It seems the real question here is how to get the wax out of old brood combs, as without wanting more bees there is no other value to these combs.


----------



## Darrel Wright (Jun 30, 2004)

It looks like the answer to this question is a hot water press, which basically seems to amount to a cooking pot where you heat water and combs, envelop the mass in burlap, then jack down a press repeatedly against the bottom of the pot, pressing out the wax and allowing it to float up. Kind of like french press coffee. Sounds like a good winter activity. 
http://www.beesource.com/eob/beeswax.htm


----------



## Oxankle (Jan 8, 2004)

Miki:

Now you are going to town. The article by Hardison gives us some insight to the way the long-time TBH beekeepers do this. 

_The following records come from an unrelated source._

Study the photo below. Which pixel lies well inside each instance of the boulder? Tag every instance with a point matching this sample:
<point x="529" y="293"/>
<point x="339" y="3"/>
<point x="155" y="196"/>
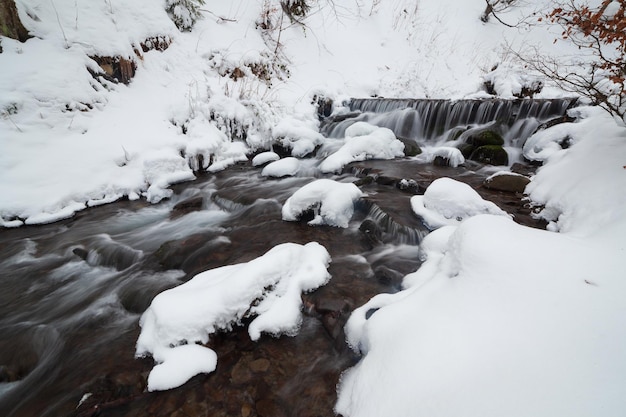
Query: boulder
<point x="490" y="154"/>
<point x="508" y="182"/>
<point x="10" y="23"/>
<point x="485" y="138"/>
<point x="410" y="147"/>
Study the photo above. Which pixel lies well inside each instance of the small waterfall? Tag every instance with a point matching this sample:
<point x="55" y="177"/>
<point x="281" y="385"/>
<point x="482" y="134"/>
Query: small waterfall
<point x="392" y="231"/>
<point x="432" y="120"/>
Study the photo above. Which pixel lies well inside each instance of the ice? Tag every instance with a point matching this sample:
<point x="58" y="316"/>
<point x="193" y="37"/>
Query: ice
<point x="449" y="202"/>
<point x="451" y="154"/>
<point x="332" y="202"/>
<point x="364" y="141"/>
<point x="267" y="288"/>
<point x="285" y="167"/>
<point x="500" y="320"/>
<point x="265" y="157"/>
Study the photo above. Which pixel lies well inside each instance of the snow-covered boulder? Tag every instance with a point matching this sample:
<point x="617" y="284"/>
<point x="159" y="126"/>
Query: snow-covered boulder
<point x="332" y="202"/>
<point x="180" y="318"/>
<point x="264" y="157"/>
<point x="449" y="202"/>
<point x="286" y="167"/>
<point x="364" y="141"/>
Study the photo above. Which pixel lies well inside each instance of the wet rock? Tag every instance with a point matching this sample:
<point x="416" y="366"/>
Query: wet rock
<point x="385" y="180"/>
<point x="523" y="169"/>
<point x="388" y="276"/>
<point x="260" y="365"/>
<point x="10" y="24"/>
<point x="324" y="106"/>
<point x="410" y="186"/>
<point x="490" y="154"/>
<point x="441" y="161"/>
<point x="485" y="138"/>
<point x="512" y="183"/>
<point x="364" y="181"/>
<point x="241" y="372"/>
<point x="466" y="149"/>
<point x="116" y="69"/>
<point x="327" y="305"/>
<point x="246" y="410"/>
<point x="410" y="147"/>
<point x="174" y="253"/>
<point x="187" y="206"/>
<point x="81" y="253"/>
<point x="269" y="408"/>
<point x="372" y="232"/>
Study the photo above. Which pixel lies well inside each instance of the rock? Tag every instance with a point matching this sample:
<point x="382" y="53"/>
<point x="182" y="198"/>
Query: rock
<point x="441" y="161"/>
<point x="324" y="106"/>
<point x="333" y="305"/>
<point x="269" y="408"/>
<point x="388" y="276"/>
<point x="410" y="147"/>
<point x="490" y="154"/>
<point x="241" y="372"/>
<point x="10" y="24"/>
<point x="523" y="169"/>
<point x="410" y="186"/>
<point x="372" y="232"/>
<point x="466" y="149"/>
<point x="509" y="182"/>
<point x="115" y="68"/>
<point x="485" y="138"/>
<point x="187" y="206"/>
<point x="260" y="365"/>
<point x="246" y="410"/>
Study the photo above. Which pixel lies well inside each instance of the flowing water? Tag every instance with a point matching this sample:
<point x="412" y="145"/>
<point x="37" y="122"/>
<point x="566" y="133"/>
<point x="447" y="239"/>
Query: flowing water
<point x="72" y="292"/>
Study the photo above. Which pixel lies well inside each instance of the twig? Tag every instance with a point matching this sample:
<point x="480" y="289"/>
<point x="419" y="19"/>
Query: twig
<point x="67" y="45"/>
<point x="221" y="18"/>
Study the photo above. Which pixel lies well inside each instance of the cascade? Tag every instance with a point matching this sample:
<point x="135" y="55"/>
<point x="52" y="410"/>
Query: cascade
<point x="428" y="120"/>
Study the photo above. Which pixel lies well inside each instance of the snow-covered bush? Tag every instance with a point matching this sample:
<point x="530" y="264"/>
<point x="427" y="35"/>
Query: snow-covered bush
<point x="184" y="13"/>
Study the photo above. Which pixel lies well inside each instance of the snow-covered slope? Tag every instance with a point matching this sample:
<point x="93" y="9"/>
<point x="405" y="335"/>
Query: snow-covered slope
<point x="70" y="141"/>
<point x="499" y="320"/>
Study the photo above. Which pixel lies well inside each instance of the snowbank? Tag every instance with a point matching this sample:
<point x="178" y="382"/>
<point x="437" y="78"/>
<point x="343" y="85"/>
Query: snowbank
<point x="502" y="319"/>
<point x="449" y="202"/>
<point x="364" y="141"/>
<point x="582" y="185"/>
<point x="452" y="155"/>
<point x="492" y="325"/>
<point x="332" y="203"/>
<point x="267" y="287"/>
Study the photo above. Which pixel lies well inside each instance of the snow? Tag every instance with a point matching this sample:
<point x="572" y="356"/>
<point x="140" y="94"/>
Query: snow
<point x="451" y="154"/>
<point x="265" y="157"/>
<point x="449" y="202"/>
<point x="502" y="319"/>
<point x="267" y="288"/>
<point x="492" y="324"/>
<point x="364" y="141"/>
<point x="285" y="167"/>
<point x="499" y="320"/>
<point x="332" y="203"/>
<point x="582" y="187"/>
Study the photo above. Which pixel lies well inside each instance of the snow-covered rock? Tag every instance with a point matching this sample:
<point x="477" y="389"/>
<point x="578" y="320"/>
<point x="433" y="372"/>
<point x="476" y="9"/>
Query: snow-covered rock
<point x="267" y="288"/>
<point x="364" y="141"/>
<point x="332" y="202"/>
<point x="449" y="202"/>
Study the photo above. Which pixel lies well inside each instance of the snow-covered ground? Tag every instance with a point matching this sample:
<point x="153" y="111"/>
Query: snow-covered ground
<point x="499" y="320"/>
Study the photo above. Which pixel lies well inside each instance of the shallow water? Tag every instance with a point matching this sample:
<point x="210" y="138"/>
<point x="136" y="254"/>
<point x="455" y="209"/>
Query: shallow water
<point x="72" y="292"/>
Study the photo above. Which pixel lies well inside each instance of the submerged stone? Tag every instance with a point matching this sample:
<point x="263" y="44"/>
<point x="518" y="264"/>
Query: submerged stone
<point x="490" y="154"/>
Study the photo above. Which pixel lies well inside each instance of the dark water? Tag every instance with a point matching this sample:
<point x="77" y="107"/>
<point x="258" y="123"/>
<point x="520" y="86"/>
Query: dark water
<point x="72" y="292"/>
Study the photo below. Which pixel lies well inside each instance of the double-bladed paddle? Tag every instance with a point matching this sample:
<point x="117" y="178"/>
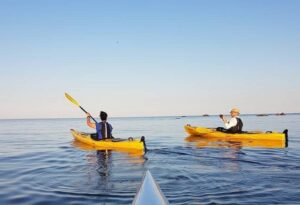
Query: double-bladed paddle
<point x="72" y="100"/>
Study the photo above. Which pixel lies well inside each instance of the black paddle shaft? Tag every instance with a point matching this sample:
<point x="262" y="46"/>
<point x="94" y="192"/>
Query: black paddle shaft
<point x="86" y="113"/>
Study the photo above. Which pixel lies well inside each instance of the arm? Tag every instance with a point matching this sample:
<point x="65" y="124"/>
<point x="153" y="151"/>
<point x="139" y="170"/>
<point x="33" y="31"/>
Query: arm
<point x="231" y="123"/>
<point x="89" y="123"/>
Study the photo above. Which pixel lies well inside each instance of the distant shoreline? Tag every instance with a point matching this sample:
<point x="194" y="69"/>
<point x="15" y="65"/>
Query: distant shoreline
<point x="175" y="116"/>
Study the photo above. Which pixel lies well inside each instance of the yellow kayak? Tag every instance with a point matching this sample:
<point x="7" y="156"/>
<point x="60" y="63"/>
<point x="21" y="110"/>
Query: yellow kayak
<point x="212" y="133"/>
<point x="204" y="142"/>
<point x="128" y="144"/>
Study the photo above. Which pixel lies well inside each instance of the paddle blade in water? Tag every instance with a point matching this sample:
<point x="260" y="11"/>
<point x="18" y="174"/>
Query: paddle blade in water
<point x="72" y="100"/>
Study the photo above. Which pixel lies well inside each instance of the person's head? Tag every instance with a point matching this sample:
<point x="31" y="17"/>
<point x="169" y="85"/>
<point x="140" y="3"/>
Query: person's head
<point x="235" y="112"/>
<point x="103" y="116"/>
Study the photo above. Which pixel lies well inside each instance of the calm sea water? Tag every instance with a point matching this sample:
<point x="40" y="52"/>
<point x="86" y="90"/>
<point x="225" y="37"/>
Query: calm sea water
<point x="41" y="164"/>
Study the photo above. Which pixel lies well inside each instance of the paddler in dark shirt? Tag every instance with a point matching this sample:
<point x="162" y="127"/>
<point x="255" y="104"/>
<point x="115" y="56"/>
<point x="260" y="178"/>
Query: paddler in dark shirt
<point x="103" y="128"/>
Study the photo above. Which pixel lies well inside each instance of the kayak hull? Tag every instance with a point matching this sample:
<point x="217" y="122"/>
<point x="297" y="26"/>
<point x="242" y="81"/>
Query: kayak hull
<point x="149" y="193"/>
<point x="204" y="142"/>
<point x="211" y="133"/>
<point x="137" y="145"/>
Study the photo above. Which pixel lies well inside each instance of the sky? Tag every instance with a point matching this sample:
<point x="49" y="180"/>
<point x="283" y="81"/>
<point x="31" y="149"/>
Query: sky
<point x="148" y="58"/>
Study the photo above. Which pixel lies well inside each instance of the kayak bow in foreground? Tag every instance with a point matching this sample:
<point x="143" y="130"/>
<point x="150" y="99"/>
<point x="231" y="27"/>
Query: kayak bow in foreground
<point x="149" y="193"/>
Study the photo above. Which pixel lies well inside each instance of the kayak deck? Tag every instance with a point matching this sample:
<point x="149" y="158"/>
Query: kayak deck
<point x="149" y="193"/>
<point x="212" y="133"/>
<point x="134" y="144"/>
<point x="204" y="142"/>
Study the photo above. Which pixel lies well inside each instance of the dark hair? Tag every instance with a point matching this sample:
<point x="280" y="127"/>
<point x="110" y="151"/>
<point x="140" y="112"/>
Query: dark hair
<point x="103" y="115"/>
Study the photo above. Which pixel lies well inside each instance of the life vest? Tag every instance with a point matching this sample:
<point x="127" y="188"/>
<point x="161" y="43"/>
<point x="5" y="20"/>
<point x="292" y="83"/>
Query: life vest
<point x="238" y="128"/>
<point x="104" y="130"/>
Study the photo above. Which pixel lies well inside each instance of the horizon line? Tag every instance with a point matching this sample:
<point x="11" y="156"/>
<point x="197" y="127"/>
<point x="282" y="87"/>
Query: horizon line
<point x="203" y="115"/>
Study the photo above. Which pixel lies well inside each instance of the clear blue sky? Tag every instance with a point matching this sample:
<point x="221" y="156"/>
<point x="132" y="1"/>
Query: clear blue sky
<point x="147" y="58"/>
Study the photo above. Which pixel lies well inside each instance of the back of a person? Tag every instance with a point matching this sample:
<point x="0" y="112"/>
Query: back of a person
<point x="104" y="130"/>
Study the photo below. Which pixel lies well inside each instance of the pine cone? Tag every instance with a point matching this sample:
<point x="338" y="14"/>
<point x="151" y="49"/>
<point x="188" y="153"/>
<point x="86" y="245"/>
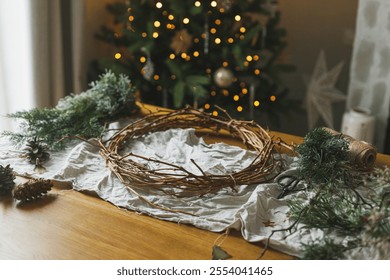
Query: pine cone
<point x="7" y="178"/>
<point x="32" y="189"/>
<point x="36" y="152"/>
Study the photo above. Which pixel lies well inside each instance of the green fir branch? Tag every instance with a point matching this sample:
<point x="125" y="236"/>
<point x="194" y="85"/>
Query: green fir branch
<point x="84" y="115"/>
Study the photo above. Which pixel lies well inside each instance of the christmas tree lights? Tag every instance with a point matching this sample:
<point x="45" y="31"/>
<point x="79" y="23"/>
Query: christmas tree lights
<point x="201" y="53"/>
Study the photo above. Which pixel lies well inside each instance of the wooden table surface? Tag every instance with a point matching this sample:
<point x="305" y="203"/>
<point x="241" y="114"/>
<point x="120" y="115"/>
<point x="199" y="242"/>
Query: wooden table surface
<point x="67" y="224"/>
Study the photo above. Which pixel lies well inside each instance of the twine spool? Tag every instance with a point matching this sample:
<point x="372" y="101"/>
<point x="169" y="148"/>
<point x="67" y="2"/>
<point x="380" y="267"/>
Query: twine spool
<point x="362" y="154"/>
<point x="359" y="124"/>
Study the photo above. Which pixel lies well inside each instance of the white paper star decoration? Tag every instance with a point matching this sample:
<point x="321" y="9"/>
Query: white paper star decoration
<point x="321" y="92"/>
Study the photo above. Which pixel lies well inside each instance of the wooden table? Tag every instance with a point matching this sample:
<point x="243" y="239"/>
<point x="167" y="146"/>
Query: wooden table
<point x="72" y="225"/>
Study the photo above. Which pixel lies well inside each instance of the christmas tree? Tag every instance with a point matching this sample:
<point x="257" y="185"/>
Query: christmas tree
<point x="201" y="53"/>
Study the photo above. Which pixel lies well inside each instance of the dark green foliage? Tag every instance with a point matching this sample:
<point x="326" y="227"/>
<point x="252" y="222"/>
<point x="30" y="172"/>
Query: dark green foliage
<point x="84" y="115"/>
<point x="326" y="249"/>
<point x="340" y="200"/>
<point x="323" y="157"/>
<point x="7" y="178"/>
<point x="335" y="211"/>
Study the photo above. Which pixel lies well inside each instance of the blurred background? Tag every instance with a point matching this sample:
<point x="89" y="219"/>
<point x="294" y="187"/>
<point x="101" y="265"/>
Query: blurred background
<point x="290" y="65"/>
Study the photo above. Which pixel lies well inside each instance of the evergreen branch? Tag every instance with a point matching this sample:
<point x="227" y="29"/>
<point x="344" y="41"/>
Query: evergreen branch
<point x="84" y="115"/>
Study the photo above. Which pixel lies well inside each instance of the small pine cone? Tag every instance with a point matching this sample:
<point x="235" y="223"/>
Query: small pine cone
<point x="7" y="178"/>
<point x="32" y="189"/>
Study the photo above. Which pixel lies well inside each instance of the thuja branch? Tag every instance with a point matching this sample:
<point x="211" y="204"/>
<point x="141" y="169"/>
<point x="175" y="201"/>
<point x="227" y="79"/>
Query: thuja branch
<point x="83" y="115"/>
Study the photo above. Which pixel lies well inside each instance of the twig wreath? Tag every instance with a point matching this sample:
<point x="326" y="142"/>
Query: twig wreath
<point x="175" y="180"/>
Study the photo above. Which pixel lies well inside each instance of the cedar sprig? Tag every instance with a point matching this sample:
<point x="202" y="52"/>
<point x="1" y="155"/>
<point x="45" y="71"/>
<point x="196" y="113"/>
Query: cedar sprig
<point x="7" y="178"/>
<point x="338" y="199"/>
<point x="323" y="158"/>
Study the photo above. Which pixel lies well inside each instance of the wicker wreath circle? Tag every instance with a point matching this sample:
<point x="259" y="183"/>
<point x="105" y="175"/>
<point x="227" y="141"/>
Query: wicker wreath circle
<point x="176" y="180"/>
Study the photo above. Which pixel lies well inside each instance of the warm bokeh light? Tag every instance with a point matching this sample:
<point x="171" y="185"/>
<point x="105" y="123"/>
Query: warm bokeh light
<point x="157" y="23"/>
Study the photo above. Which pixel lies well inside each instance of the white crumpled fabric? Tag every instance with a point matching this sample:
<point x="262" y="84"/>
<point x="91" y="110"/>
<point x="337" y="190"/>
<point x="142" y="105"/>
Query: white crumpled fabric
<point x="254" y="210"/>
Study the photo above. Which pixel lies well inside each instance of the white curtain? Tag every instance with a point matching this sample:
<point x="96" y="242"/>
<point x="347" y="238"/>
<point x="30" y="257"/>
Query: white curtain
<point x="369" y="86"/>
<point x="16" y="91"/>
<point x="41" y="53"/>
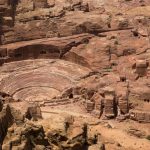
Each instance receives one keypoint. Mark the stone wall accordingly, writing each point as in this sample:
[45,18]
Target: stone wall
[6,119]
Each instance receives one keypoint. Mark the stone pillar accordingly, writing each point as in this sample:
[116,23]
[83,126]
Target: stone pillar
[122,96]
[109,102]
[141,67]
[40,4]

We can all use some comb in swarm traps, in splits, etc, but there comes a time when we need space, not more bees. The hot water press might be a good winter project. Wonder if someone has a good, cheap design using either a small hydraulic jack or a simple acme screw. Ideally the whole thing should be capable of fitting into a large pot on an outdoor burner. One would be enough for a whole bee club. 
Ox


----------



## MIKI (Aug 15, 2003)

When two of my hives absconded I had 20 bars drawn to various sizes fo course most of it was brood comb. Just experimenting around I put it all in a pot and boiled it. 75% of the cocoons ended up under the wax I was able to scrape them off, but I still got the feeling there was a lot of wax in the ones mixed in I melted them again and strained it to get the dirt out. i will play with the welder and make a press this winter. 

------------------
Procrastination is the assination of inspiration.

Gary


----------



## BWrangler (Aug 14, 2002)

Hi Guys,

For me, one of the advantages of a tbh is the easy comb rotation. There's lots of evidence that a colony benefits from clean comb. Many of the advantages I saw from small cell, also occured when I put bees on newly drawn, large cell comb. 

With a tbh it's just zip. No rewiring, nailing, embedding, etc.

It's interesting to note that a three year comb rotation is being recommended by many. At that rate, it should be relatively easy to maintain management space inside a tbh.

I am quite interesting in the over wintering and spring management aspects, so will be moving a tbh to my patio. It will replace the plex hive, I've had there for years.

I expect to learn much so will have my camera and pen ready. 

Regards
Dennis
Trying to figure out a plex cover for my tbh :> )

[This message has been edited by topbarguy (edited September 17, 2004).]


----------